The Senate Republican leader said Thursday his party can’t “reverse the damage Democrats have done” as long as President Obama still holds the veto, but said if the president wants to get anything done over the next two years he will have “to move in our direction.”
“The White House has a choice: They can change course, or they can double down on a vision of government that the American people have roundly rejected,” Sen. Mitch McConnell, Kentucky Republican, said. “If they choose the former, they’ll find a partner in Republicans. If they don’t, we will have more disagreements ahead.”
In a speech to the Heritage Foundation, Mr. McConnell, who has led his party through the downs of 2008 and the ups of 2010, said that means “repeatedly” trying — but expecting to fail — to repeal Mr. Obama’s signature health care law.

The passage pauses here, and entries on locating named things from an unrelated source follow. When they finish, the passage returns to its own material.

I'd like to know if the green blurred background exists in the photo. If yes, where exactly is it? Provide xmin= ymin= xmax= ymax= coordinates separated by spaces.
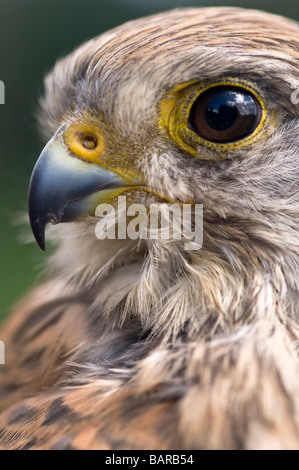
xmin=0 ymin=0 xmax=299 ymax=318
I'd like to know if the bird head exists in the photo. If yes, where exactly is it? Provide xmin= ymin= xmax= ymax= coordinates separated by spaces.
xmin=29 ymin=8 xmax=299 ymax=338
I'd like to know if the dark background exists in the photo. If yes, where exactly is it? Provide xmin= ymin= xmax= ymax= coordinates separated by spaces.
xmin=0 ymin=0 xmax=299 ymax=318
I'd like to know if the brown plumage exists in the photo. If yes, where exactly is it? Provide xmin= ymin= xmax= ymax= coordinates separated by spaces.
xmin=0 ymin=8 xmax=299 ymax=449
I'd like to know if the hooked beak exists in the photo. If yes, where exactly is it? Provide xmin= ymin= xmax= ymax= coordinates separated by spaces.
xmin=29 ymin=134 xmax=134 ymax=251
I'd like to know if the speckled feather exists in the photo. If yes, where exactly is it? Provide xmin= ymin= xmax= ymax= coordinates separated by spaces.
xmin=0 ymin=8 xmax=299 ymax=449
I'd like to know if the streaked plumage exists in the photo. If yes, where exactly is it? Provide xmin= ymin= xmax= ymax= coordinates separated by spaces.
xmin=0 ymin=8 xmax=299 ymax=449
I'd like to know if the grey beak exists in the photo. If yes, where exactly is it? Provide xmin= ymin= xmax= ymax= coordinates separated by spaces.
xmin=28 ymin=135 xmax=129 ymax=251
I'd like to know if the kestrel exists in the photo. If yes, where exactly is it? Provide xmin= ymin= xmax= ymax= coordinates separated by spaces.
xmin=0 ymin=8 xmax=299 ymax=450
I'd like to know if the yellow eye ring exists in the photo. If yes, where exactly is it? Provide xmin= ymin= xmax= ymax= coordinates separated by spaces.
xmin=159 ymin=78 xmax=268 ymax=159
xmin=63 ymin=122 xmax=105 ymax=163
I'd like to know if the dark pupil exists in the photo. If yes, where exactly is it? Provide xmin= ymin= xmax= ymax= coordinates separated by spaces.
xmin=189 ymin=86 xmax=261 ymax=143
xmin=205 ymin=92 xmax=238 ymax=131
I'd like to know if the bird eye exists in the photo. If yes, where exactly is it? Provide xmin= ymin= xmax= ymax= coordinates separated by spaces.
xmin=188 ymin=86 xmax=262 ymax=143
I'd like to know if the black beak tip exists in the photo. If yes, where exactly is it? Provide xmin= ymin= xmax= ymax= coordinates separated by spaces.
xmin=30 ymin=220 xmax=46 ymax=251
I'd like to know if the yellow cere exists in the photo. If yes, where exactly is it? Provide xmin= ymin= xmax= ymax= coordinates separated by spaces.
xmin=63 ymin=121 xmax=105 ymax=163
xmin=159 ymin=78 xmax=268 ymax=159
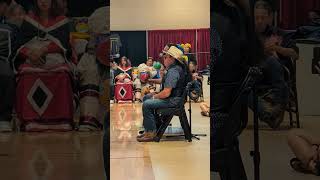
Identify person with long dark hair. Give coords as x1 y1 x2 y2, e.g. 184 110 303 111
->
210 0 260 180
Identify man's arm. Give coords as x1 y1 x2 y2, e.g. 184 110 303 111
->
148 78 162 84
153 88 172 99
275 46 299 59
153 67 180 99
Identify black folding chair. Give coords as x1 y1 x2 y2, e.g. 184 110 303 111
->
154 84 192 142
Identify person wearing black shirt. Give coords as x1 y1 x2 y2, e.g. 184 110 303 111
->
210 0 262 180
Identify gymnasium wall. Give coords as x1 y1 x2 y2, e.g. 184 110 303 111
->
110 0 210 31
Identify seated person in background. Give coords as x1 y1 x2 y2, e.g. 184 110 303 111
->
0 0 15 132
189 61 203 99
137 46 187 142
250 1 297 129
7 4 26 28
308 9 320 26
255 0 299 73
133 57 156 102
288 129 320 176
18 0 71 67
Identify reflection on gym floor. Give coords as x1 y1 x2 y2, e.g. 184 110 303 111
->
0 132 104 180
110 76 210 180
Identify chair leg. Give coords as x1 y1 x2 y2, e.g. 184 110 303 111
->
293 85 300 128
288 101 293 128
179 111 192 142
154 115 173 142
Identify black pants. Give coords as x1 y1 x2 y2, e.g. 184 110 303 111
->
0 74 15 121
210 85 247 180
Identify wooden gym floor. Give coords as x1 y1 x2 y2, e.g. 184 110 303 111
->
110 76 210 180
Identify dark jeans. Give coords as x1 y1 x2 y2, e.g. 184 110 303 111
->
0 60 16 121
142 94 175 132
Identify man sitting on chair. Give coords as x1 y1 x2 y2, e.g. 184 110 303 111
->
137 46 187 142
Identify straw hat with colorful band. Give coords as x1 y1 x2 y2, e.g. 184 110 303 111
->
162 46 183 64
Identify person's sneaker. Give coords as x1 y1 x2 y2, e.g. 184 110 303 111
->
0 121 12 132
137 132 156 142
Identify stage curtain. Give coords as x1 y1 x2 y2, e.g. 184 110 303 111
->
148 30 196 62
197 29 210 70
280 0 320 29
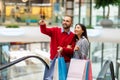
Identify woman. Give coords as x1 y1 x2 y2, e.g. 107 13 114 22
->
74 23 89 59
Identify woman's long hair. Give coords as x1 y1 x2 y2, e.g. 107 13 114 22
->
75 23 89 41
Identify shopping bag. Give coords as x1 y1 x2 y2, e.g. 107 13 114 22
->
88 61 93 80
53 59 59 80
58 57 67 80
67 58 88 80
85 60 92 80
53 57 67 80
43 58 56 80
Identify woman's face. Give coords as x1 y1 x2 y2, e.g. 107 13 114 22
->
74 25 84 36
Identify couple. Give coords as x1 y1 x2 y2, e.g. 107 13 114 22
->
39 15 89 79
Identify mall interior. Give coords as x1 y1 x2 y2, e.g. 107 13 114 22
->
0 0 120 80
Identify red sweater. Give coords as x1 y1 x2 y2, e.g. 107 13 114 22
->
40 25 75 62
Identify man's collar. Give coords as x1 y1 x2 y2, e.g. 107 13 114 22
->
61 28 71 35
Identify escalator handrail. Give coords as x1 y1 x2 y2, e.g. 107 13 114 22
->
0 56 49 70
97 60 115 80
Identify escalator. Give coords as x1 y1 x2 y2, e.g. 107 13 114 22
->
0 55 117 80
0 55 49 80
97 60 116 80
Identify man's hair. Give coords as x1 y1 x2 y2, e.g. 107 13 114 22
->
65 15 73 21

Even though Republicans control the House, the Senate’s rules requiring consensus ensure that the upper chamber will remain the key to any legislation that will pass. That means Mr. McConnell remains the key gatekeeper.
He said Mr. Obama must realize the election was “about you.”
In a press conference Wednesday, Mr. Obama seemed to accept that analysis. The president was introspective, and at times despondent, as he accepted blame for his party’s disastrous showing.
And Mr. Obama listed some areas where he said his agenda will already be circumscribed, such as his goal of passing a broad bill to limit greenhouse gas emissions.
While Mr. Obama was chastened post-election, Mr. McConnell stuck to the same tone he has taken for the last two years of steely, plain-spoken opposition.
After a questioner asked him why he didn’t also mention trying to repeal the financial regulation bill, Mr. McConnell said they would try that, too: “I’m sorry I left that out.”
“Health care was the worst piece of legislation passed in my time in the Senate. The financial services bill is somewhere up there close to that,” he said.
But Mr. McConnell also tried to manage expectations for Republicans, who won new votes in the Senate while decisively capturing control of the House. Despite the results, Republicans said still don’t run the government, Mr. McConnell said.
“By their own admission, leaders of the Republican Revolution of 1994 think their greatest mistake was overlooking the power of the veto. They gave the impression they were somehow in charge when they weren’t,” Mr. McConnell said. “After President Clinton vetoed their bills, making it impossible for them to accomplish all their goals, they ended up being viewed as failures, sellouts or both.”